5 Tips for Boosting Your Energy During a Long Workday
Working long hours is common among small-business owners, whether you’re growing your operation or putting in extra time to fulfill new customer orders. Yet efficiency can be hard to maintain over time, and overdoing it is a recipe for burnout, says Joe Wilner, a life coach, speaker, and writer based in Kansas City, Mo.
To accomplish what needs to get done without wearing yourself out, make some adjustments to your schedule and eating habits, Wilner advises. Here are five tips for boosting your energy during a long workday.
- Take short breaks. Look at your tasks for the day and factor in times when you can step away for a few minutes. Wilner recommends working for about 90 minutes and then taking a 15-minute break. If you’re stressed, use the downtime to take a few deep breaths. Change your environment, too: Get up and stretch, walk around, or step outside. The break will help you shake off a little stress, recover your mind, and be ready to jump in again.
- Watch what you eat and drink. “Be aware of unnaturally caffeinated drinks with high levels of sugar, like soda and energy drinks,” Wilner says. After the initial surge wears off, you’ll face a serious energy drain that comes from a caffeine and sugar crash. Consume caffeinated beverages, including coffee, in moderation — and drink water to stay hydrated. Meals can also make (or break) your energy levels. Kathleen O’Connor, who offers website copywriting services, says she avoids eating large meals that can lead to grogginess. Instead she opts for small, healthy snacks throughout the day, such as nuts, yogurt with granola, fruit, and whole wheat bread with cheese.
- Get enough sleep. Aim to get the rest you need at night to maintain high energy levels throughout the day, Newell says. If you’re short on sleep, taking a power nap can help you recharge. For optimal energy, try to keep the nap between 15 and 30 minutes.
- Stand up. Dan Policastro, CEO of BladeReviews.com, swapped his traditional desk for a standing one. “I used to doze off at my old desk. Now I’m much more alert and have more energy all day,” he says. Even if you don’t switch to a standing desk, handle small tasks while on your feet: Make a phone call, sort papers, or talk to an employee while standing up.

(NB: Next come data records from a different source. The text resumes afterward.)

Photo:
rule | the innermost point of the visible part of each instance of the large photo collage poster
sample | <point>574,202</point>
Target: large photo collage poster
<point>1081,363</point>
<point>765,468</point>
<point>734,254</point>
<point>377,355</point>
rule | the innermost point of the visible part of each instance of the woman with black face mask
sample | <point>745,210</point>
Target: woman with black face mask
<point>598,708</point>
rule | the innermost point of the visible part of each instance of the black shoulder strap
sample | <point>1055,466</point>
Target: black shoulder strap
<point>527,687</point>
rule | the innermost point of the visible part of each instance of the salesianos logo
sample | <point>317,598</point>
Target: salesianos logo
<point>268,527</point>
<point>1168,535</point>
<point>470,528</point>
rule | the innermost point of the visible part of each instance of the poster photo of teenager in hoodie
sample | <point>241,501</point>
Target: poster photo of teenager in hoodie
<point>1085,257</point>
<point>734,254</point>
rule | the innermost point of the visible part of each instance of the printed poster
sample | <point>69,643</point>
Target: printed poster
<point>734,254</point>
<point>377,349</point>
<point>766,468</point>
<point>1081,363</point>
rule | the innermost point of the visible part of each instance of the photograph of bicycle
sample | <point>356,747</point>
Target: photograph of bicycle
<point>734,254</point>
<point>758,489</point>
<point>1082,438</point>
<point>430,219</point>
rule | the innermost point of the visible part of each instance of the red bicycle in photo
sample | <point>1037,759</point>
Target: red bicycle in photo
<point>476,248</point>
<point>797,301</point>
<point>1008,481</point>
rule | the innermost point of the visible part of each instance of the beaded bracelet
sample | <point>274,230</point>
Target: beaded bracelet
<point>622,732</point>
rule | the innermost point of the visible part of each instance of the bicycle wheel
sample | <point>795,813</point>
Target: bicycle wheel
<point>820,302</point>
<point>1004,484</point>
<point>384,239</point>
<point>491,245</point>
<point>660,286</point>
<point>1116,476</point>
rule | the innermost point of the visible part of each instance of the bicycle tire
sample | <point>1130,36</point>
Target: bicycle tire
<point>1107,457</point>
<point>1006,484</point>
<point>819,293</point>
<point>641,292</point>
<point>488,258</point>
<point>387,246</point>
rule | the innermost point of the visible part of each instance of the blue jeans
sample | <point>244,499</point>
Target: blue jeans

- Get into the right mind-set. Nothing saps strength like facing a dreaded task. For those jobs you don’t want to do, try framing the situation in a way that will help you keep a positive attitude, Wilner suggests. If you’re slogging through a proposal, for instance, think of the long-term growth effects it could have on your business. Staying positive will help increase your energy, giving you the strength you need to get through those long hours.